BOSTON — The Federal Reserve is prepared to take new action to boost the weak economy, Chairman Ben Bernanke said Friday, because inflation is still too low and the unemployment rate remains stubbornly high.
In comments at the Federal Reserve Bank of Boston, Bernanke laid out the foundations for a new round of unconventional efforts to strengthen growth, which analysts expect will be announced after the Fed's next policy meeting Nov. 2-3. Bernanke clearly pointed to inflation, which is running below the Fed's goals, as the prime reason for taking more steps to stimulate the economy.
The Fed's policymaking committee "is prepared to provide additional accommodation, if needed, to support the economic recovery and to return inflation over time to levels consistent with our mandate," Bernanke said.

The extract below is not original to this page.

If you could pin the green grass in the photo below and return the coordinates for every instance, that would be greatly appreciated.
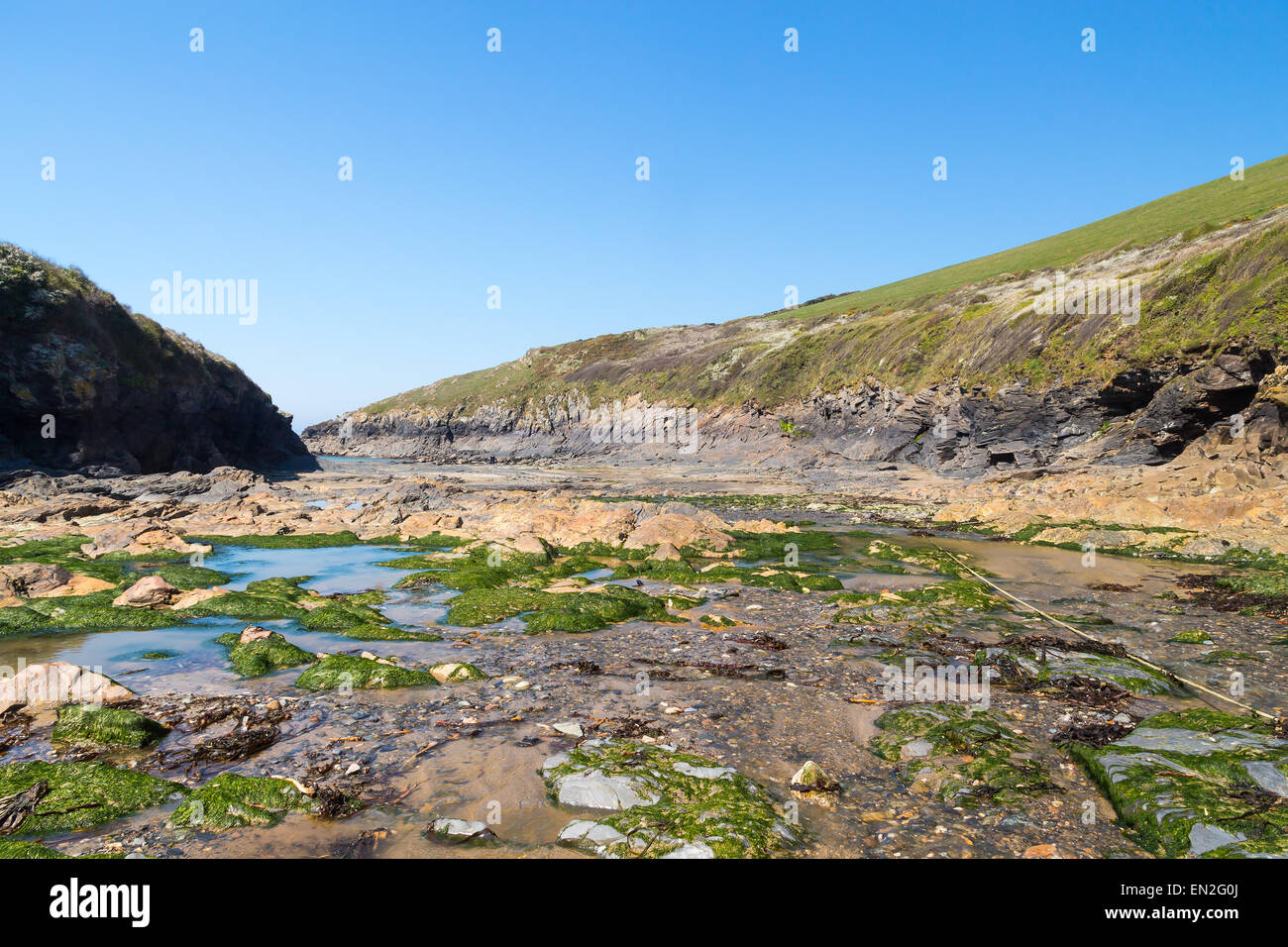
(1192, 211)
(935, 322)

Underscoring the low inflation rate, the Labor Department said Friday that consumer prices rose 0.1 percent in September and were unchanged when volatile food and energy were excluded. Over the past year, the consumer price index rose 1.1 percent, or 0.8 percent excluding food and energy.

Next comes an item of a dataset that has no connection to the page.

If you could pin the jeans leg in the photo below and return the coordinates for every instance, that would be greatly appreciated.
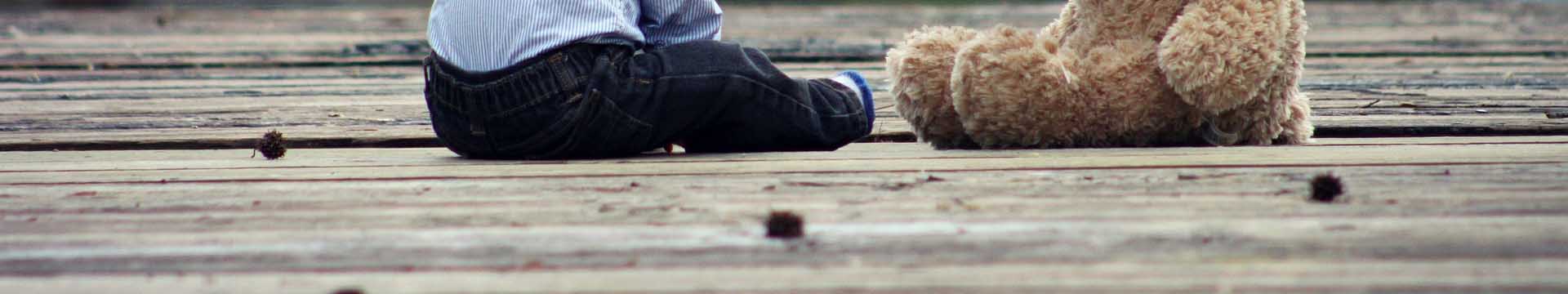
(724, 97)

Bernanke expressed concern that the feeble pace of economic recovery will not be enough to give employment the jump-start it needs.

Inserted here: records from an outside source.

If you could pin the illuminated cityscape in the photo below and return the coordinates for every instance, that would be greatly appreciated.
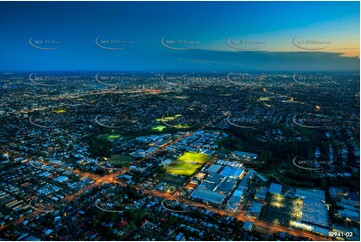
(178, 142)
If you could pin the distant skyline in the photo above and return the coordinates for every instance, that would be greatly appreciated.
(184, 36)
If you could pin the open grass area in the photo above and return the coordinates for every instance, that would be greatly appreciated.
(60, 111)
(159, 128)
(187, 164)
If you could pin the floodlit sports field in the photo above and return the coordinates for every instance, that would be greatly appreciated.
(187, 164)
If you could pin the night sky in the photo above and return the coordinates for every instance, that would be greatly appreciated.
(126, 36)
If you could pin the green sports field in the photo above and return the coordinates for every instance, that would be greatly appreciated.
(187, 164)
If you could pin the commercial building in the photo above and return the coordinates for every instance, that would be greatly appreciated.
(275, 188)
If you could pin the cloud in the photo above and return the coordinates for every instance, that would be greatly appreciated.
(210, 60)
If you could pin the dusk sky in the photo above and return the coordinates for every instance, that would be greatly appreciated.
(197, 36)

"Growth next year seems unlikely to be much above its longer-term trend," he said, which would mean that "job creation may not exceed by much the increase in the size of the labor force, implying that the unemployment rate will decline only slowly."
Economists who study the Fed have become more confident in recent weeks that the central bank will announce plans to purchase hundreds of billions of dollars in U.S. Treasury bonds at its next meeting to try to boost growth. Bernanke's speech both confirms that possibility and spells out the rationale.
By buying Treasury bonds, the Fed could help spur the economy by lowering long-term interest rates, making it cheaper for Americans to take out a mortgage or for businesses to borrow money to build a new factory. The action could also raise the inflation rate. As more dollars begin to flood the market and consumers begin to buy more goods, the increased demand would push prices higher.